Re: [bug] stuck localhost TCP connections, v2.6.26-rc3+

From: Ilpo Järvinen
Date: Mon May 26 2008 - 12:32:32 EST


On Mon, 26 May 2008, Ingo Molnar wrote:

>
> * Ilpo Järvinen <ilpo.jarvinen@xxxxxxxxxxx> wrote:
>
> > On Mon, 26 May 2008, Ingo Molnar wrote:
> >
> > > there's a hung distcc task on the system, waiting for socket action
> > > forever:
> > >
> > > [root@europe ~]# strace -fp 19578
> > > Process 19578 attached - interrupt to quit
> > > select(5, NULL, [4], [4], {82, 90000} <unfinished ...>
> >
> > Hmm, readfds is NULL isn't it?!? Are you sure you straced the right
> > process?
>
> yes, i'm stracing the task that is hung unexpectedly.

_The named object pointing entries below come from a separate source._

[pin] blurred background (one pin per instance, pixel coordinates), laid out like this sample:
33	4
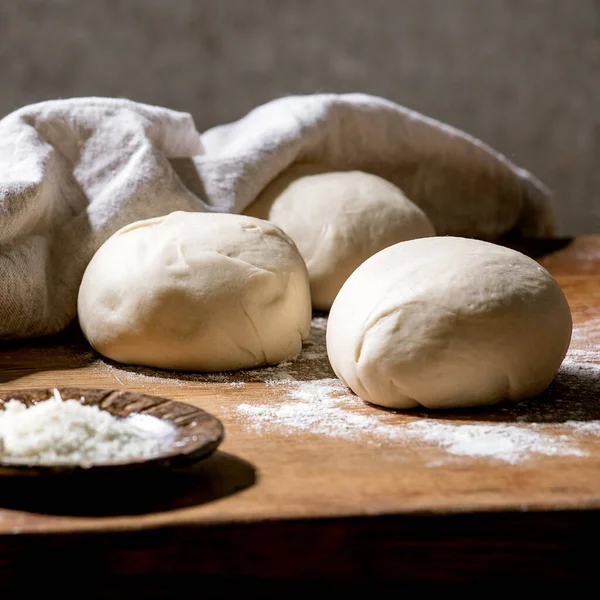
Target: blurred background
522	75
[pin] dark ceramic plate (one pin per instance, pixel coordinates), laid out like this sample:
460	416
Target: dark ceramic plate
197	433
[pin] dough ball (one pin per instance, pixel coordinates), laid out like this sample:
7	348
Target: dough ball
448	322
338	220
196	291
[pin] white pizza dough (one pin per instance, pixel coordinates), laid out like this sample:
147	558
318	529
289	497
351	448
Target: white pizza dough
338	220
448	322
196	291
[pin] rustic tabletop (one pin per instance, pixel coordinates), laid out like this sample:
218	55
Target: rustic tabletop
314	485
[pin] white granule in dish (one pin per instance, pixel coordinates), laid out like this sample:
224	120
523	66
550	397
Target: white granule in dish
65	431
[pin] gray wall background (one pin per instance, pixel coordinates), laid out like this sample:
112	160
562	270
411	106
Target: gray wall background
523	75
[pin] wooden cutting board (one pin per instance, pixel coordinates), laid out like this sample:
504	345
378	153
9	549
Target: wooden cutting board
352	460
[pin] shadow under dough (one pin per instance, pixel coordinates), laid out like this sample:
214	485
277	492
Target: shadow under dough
574	395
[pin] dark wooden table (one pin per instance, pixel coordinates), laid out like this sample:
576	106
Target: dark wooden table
279	509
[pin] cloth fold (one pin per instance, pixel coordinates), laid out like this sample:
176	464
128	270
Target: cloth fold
73	172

But that wasn't the receiving process? (I didn't quickly find into which
direction distcc ports go, so I couldn't confirm this). If you still have
that situation at hand, could you check which is the receiving process
(e.g., using netstat -p, the end which has Recv-Q is the right one) and
where it's stuck?

> > > disturbing that task via strace did not change the state of the
> > > socket - and that's not unexpected as it's a select(). [TCP state
> > > might be affected if strace impacted a recvmsg or a sendmsg wait
> > > directly.]
> >
> > I fail to understand this paragraph due to excessive negation... :-)
>
> i mean, sometimes a TCP connection can get 'unstuck' if you strace a
> task - that is because the TCP related syscall the task sits in gets
> interrupted. But in this case it's select() which doesnt explicitly take
> the socket, doesnt do any tcp_push_pending_frames() processing, etc. -
> it just its on the socket waitqueue AFAICS. And that's expected.

This is not in the sender end at all. It's correct behavior of the flow
control to stop the sender until more room is made available by the
reading end. Thus push_pending_frames couldn't send anything.

...It may still be that the receiving process is stuck due to the non-net
related changes you have there.

--
i.